Reprendre un vlog après 6 ans, ce n’est pas juste rallumer une caméra. C’est retrouver un système… et voir tout ce qui a changé entre-temps.
Reprendre, mais pas comme avant
2022–2023 — NGCStudio. Le retour au vlog arrive un peu sans prévenir. Ou plutôt, il était là depuis longtemps, mais jamais vraiment prioritaire. Entre les projets, les travaux, les tournages… il y avait toujours autre chose à faire. Et puis à un moment, ça revient. Pas comme une envie de “refaire du contenu”, plutôt comme un besoin de remettre de l’ordre dans tout ce qui s’est accumulé. Parce qu’entre temps, le système a évolué. Beaucoup.
Un système qui s’est construit sans le dire
Ce qui est frappant en reprenant la caméra, c’est que tout est déjà là. Le studio, la régie, les machines, les lumières, les workflows… Mais rien n’a vraiment été documenté de manière continue. Tout s’est construit par couches, projet après projet, test après test. Le vlog devient alors une manière de reconnecter les points. Pas de tout expliquer, juste de remettre en perspective.
Sur quelques semaines, les contextes s’enchaînent. Un drone qu’on répare et qu’on teste après deux ans sans voler. Un mariage à filmer avec un setup simple, mais efficace. Une captation live en salle, avec des configurations mobiles (Backstage tournage Spelim). Des tournages en studio, avec scénographie, projection, fond vert… Rien de spectaculaire individuellement. Mais ensemble, ça dessine quelque chose : le même espace sert à tout, avec les mêmes outils… mais jamais de la même manière.
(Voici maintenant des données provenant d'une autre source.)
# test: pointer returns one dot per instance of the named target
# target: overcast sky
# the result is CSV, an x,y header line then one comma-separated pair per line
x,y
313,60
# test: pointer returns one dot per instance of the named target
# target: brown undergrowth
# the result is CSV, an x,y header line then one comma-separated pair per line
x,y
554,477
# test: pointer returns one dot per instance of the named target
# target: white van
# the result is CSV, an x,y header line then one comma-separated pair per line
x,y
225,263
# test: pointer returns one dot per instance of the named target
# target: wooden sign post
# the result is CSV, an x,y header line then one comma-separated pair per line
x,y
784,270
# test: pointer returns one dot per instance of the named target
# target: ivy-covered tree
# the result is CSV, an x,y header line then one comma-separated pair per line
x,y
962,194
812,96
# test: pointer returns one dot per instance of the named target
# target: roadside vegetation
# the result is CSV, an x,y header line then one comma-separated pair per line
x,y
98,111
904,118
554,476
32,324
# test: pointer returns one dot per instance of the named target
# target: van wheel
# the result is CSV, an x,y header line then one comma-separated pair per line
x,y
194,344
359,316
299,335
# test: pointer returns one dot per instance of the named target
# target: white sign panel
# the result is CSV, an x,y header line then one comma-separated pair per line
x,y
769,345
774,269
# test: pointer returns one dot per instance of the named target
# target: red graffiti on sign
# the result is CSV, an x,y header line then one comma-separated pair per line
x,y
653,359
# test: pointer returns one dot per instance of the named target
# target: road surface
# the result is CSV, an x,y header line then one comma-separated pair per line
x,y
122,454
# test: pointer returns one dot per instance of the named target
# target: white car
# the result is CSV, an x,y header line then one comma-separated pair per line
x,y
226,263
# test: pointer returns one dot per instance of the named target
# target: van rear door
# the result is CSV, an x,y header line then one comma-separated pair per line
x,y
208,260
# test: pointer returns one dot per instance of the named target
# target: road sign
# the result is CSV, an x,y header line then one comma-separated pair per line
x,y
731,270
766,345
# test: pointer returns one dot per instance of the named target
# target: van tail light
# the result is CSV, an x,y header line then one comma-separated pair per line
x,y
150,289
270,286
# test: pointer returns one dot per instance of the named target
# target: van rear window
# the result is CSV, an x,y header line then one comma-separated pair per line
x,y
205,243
Le studio comme base, pas comme finalité
Le point commun, c’est le lieu. Le studio devient une base. Un endroit où l’on peut tourner, tester, préparer, réparer, réfléchir. Mais aussi un endroit qui évolue en permanence : un support de vidéoprojecteur qu’il faut adapter, un ampli à remettre en route, un câble à repenser pour éviter de démonter la moitié d’un meuble. Ce ne sont pas des “détails techniques” : c’est ce qui permet au reste de fonctionner sans friction.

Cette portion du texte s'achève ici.